Objective
The objective of the Nomination Committee (“NC”) of Astral Asia Berhad (“AAB”) is to establish a policy from which the NC shall make its recommendation to the Board of Directors (“Board”) on the nomination of new Directors to the Board. The actual decision as to who shall be nominated is the responsibility of the Board as a whole after considering the recommendation of the NC.
Composition
The Committee must consist of not fewer than three (3) members all of whom must be Non-Executive Directors and majority Independent Directors.
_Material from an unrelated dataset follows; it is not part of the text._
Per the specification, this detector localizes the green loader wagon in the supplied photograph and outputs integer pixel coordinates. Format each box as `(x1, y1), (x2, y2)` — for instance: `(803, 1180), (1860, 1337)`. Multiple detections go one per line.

When the membership of the Committee for any reason is below three (3), the Board shall within six (6) months of the event, appoint such number of new members.
Chairman
The members of the Committee shall elect a Chairman from amongst themselves who is an Independent Director. In the absence of the Chairman, the other members of the Committee shall amongst themselves elect a Chairman who must be an Independent Director.
Authority
The NC is authorised by the Board to have full, free and unrestricted access to the relevant records of the Company. The NC is authorised by the Board to seek any information it requires from any employee of the Company in order to perform its duties. The NC is also authorised by the Board to obtain, at the Company’s expense, outside legal or other professional and/or independent advice on any matters within its terms of reference. The NC makes no decision on behalf of the Board but makes recommendations to the Board.
Duties & Responsibilities
The duties and responsibilities of the NC are as follows:
- To annually review and recommend to the Board the required mix of skills, experience and other qualities, including core competencies which Non-Executive Directors shall bring to the Board to ensure that they are in line with AAB’s and the Group’s requirements.
- To consider and recommend to the Board the selection criteria for new appointment as Directors of AAB and the Group which may include:
i. Required skills, knowledge, expertise and experience;
ii. Ability to work cohesively with other members of the Board;
iii. Specialist knowledge or technical skills in line with the Group’s strategy;
iv. Diversity in age, gender and experience/background; and
v. Number of directorships in companies outside the Group. - To consider and recommend suitable persons for appointment as Directors of AAB, its Group and members of the Board Committees.
- To consider the need to appoint a Senior Independent Non-Executive Director, and if deemed appropriate, recommend to the Board for approval. In considering the candidate for the position of a Senior Independent Non-Executive Director, the NC shall assess the required knowledge and other qualities necessary for the effective discharge of his/her responsibilities.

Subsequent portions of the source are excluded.